Module responsibilities

Layer Module Responsibility
Domain models.py Pydantic v2 contract models — all frozen
Domain operators.py Pure comparison strategy functions; OPERATOR_REGISTRY
Domain evaluator.py Apply a single RuleModel to a ParsedDocumentValidationResult
Domain pos.py Thin NLTK wrapper for POS tagging and sentence counting
Infrastructure parser.py Read .md file → ParsedDocument (sole file reader for source docs)
Infrastructure loader.py Read JSON rule-set file → RuleSetModel (Repository pattern)
Infrastructure reporter.py Write ScanReport to JSON or CSV (sole file writer for output)
Services scanner.py Facade: compose parser + loader + evaluator → ScanReport
Services workflow.py Chain-of-Responsibility: execute workflow step sequences
CLI main.py Click batch CLI — parse args, call Scanner, render output
CLI repl.py Interactive cmd.Cmd REPL for rule development

For the full design-pattern justifications, see Design Document.

Data flow

sequenceDiagram
    participant CLI
    participant Scanner
    participant Parser
    participant Loader
    participant Evaluator
    participant Reporter

    CLI->>Scanner: validate(file, rules)
    Scanner->>Parser: parse(file)
    Parser-->>Scanner: ParsedDocument (frozen)
    Scanner->>Loader: load(rules)
    Loader-->>Scanner: RuleSetModel (frozen)
    loop Each rule
        Scanner->>Evaluator: evaluate_rule(rule, doc)
        Evaluator-->>Scanner: ValidationResult (frozen)
    end
    Scanner->>Reporter: write(ScanReport)
    Reporter-->>CLI: text / json / csv output

Extension points

The architecture is designed so that common extensions touch exactly one module.

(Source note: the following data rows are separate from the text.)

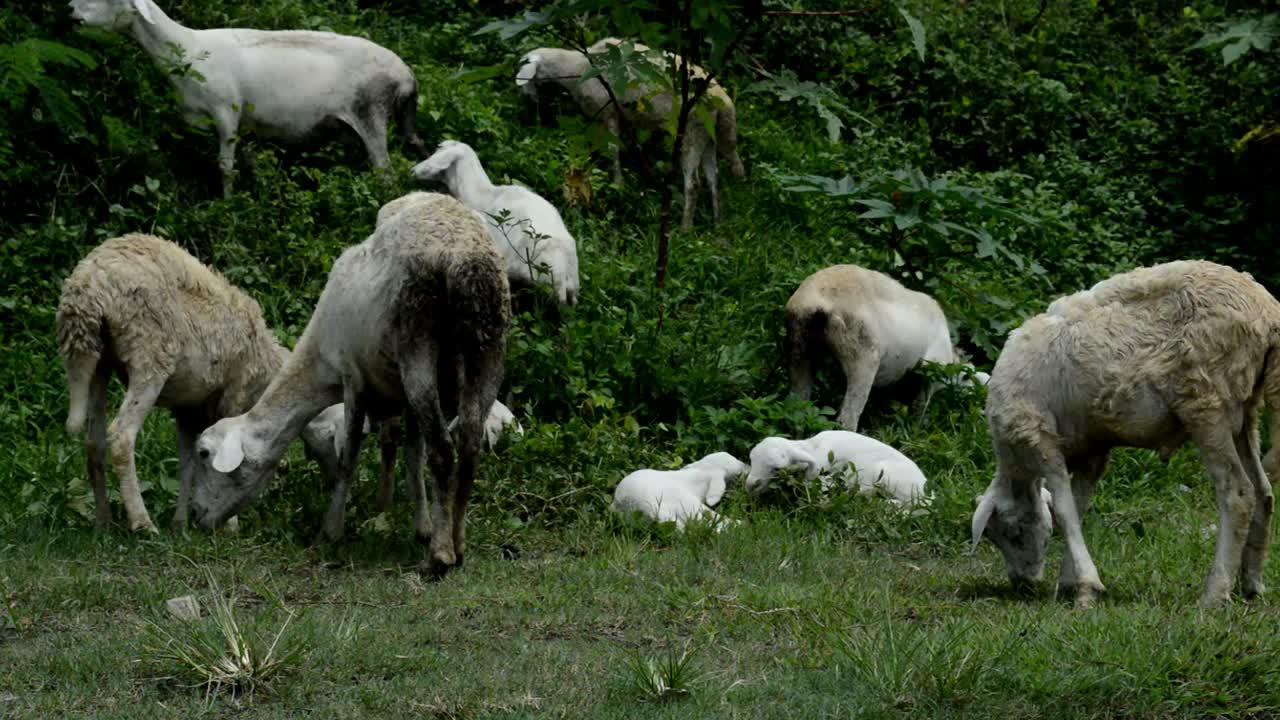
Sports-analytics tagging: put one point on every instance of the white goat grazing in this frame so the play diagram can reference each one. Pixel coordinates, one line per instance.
(679, 495)
(877, 465)
(1143, 359)
(876, 328)
(291, 85)
(644, 105)
(412, 320)
(535, 244)
(182, 337)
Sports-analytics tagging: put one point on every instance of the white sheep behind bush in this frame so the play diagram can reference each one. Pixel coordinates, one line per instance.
(877, 329)
(534, 241)
(1144, 359)
(292, 85)
(679, 496)
(876, 465)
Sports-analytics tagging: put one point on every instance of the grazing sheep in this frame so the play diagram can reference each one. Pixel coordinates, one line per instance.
(292, 85)
(679, 495)
(877, 465)
(412, 320)
(181, 337)
(535, 244)
(1144, 359)
(644, 105)
(876, 328)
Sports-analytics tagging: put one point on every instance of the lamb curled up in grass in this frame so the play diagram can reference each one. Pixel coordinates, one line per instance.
(679, 496)
(876, 465)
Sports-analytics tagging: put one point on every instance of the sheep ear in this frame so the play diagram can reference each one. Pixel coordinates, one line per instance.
(801, 456)
(986, 506)
(528, 72)
(144, 8)
(229, 454)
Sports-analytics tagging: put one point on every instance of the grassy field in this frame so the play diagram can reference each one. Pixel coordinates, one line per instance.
(813, 607)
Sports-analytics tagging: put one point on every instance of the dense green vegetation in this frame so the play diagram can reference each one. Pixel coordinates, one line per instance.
(1014, 151)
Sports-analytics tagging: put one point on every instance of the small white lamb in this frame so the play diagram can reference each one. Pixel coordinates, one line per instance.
(648, 106)
(876, 328)
(877, 465)
(1144, 359)
(679, 495)
(291, 85)
(534, 242)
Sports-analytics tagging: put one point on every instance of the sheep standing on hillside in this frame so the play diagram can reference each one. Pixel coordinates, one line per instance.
(877, 465)
(181, 336)
(679, 495)
(535, 244)
(412, 320)
(644, 105)
(292, 85)
(1143, 359)
(876, 328)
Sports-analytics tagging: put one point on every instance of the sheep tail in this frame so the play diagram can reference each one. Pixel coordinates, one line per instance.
(480, 299)
(80, 341)
(1271, 396)
(406, 114)
(726, 139)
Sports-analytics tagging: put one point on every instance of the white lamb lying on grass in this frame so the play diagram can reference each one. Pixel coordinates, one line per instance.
(679, 495)
(876, 464)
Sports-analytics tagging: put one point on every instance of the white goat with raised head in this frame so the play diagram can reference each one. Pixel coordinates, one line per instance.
(876, 465)
(644, 105)
(291, 85)
(411, 322)
(1144, 359)
(681, 495)
(534, 241)
(877, 329)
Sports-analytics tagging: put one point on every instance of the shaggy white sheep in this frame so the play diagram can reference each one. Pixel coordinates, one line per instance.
(291, 85)
(679, 495)
(877, 329)
(412, 320)
(181, 337)
(644, 105)
(874, 464)
(1143, 359)
(534, 241)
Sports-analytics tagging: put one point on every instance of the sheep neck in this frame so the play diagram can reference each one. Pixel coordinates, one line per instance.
(164, 40)
(469, 182)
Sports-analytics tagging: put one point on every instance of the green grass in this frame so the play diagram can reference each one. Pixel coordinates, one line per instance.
(803, 611)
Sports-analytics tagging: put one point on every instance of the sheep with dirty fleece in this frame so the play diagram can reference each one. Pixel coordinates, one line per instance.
(876, 466)
(182, 337)
(644, 105)
(679, 496)
(877, 329)
(534, 241)
(291, 85)
(1144, 359)
(411, 322)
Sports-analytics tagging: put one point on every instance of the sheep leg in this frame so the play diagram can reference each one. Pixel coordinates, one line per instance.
(353, 415)
(122, 434)
(416, 486)
(1256, 545)
(689, 167)
(711, 173)
(417, 373)
(187, 434)
(95, 446)
(859, 358)
(387, 470)
(1084, 479)
(1235, 506)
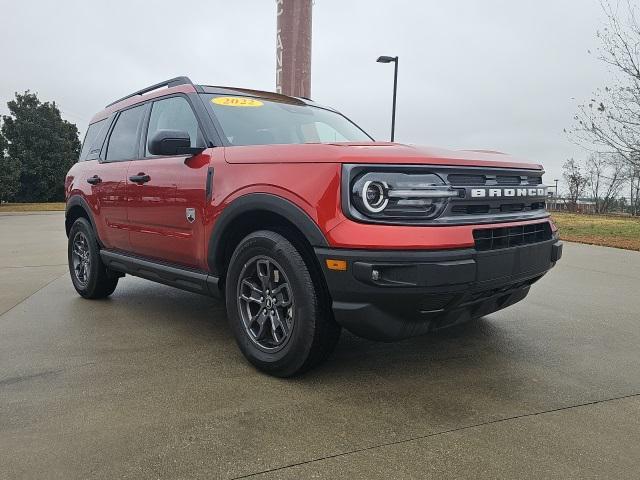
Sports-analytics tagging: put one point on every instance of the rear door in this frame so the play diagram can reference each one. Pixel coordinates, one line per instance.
(167, 194)
(108, 177)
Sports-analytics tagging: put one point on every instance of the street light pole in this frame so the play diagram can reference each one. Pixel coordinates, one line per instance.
(385, 59)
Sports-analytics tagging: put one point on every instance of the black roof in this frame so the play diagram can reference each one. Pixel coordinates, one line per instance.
(173, 82)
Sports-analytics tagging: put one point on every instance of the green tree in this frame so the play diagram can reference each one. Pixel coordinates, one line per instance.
(40, 146)
(9, 174)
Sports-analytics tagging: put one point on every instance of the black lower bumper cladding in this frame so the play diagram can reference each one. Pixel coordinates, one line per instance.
(390, 295)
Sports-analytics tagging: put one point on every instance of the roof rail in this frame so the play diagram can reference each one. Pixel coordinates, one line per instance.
(172, 82)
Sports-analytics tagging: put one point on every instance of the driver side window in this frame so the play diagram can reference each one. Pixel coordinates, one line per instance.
(173, 113)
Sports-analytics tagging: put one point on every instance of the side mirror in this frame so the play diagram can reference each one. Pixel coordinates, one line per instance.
(172, 142)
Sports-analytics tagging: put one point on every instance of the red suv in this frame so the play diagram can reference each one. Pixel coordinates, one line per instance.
(299, 220)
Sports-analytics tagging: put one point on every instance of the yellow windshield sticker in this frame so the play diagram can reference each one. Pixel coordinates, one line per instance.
(237, 102)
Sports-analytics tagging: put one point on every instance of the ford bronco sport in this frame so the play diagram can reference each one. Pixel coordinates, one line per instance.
(299, 220)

What you want to add Where to change What to do
New operator (e.g., >=) domain/operators.py Add one function; add one entry to OPERATOR_REGISTRY
New flag (e.g., word_count) domain/evaluator.py Add one elif branch in the flag dispatch
New report format (e.g., Markdown table) infrastructure/reporter.py Add one elif branch in the format dispatch
Different Markdown parser infrastructure/parser.py Replace the markdown + lxml call; keep the ParsedDocument return type
New workflow step pattern services/workflow.py Add one elif branch in _dispatch()

No extension requires touching the CLI or changing the Pydantic models (unless the new capability requires a new contract field).

Test organisation

The test suite mirrors the layer structure, so you know exactly where to add a test for any change.

tests/
  unit/
    domain/
      test_models.py        ← Pydantic validation, coercions, frozen behaviour
      test_operators.py     ← one test per operator token
      test_evaluator.py     ← rule evaluation logic
    infrastructure/
      test_parser.py        ← parse front matter, render HTML, XPath availability
      test_loader.py        ← JSON loading, schema normalisation, backward compat
      test_reporter.py      ← JSON and CSV output format
    services/
      test_scanner.py       ← full validate() pipeline (in-memory rule injection)
      test_workflow.py      ← workflow step patterns
  integration/
    test_validate.py        ← CLI validate command end-to-end
  fixtures/
    checkworkflow.json      ← 26-rule reference rule set for integration tests
    concept.json            ← old-schema rule set (tests backward compat)

Coverage gate: ≥ 90% line coverage enforced by pytest-cov in CI. CLI modules (cli/main.py, cli/repl.py) are excluded from the gate because they require a live terminal. For requirements traceability, see the SRS.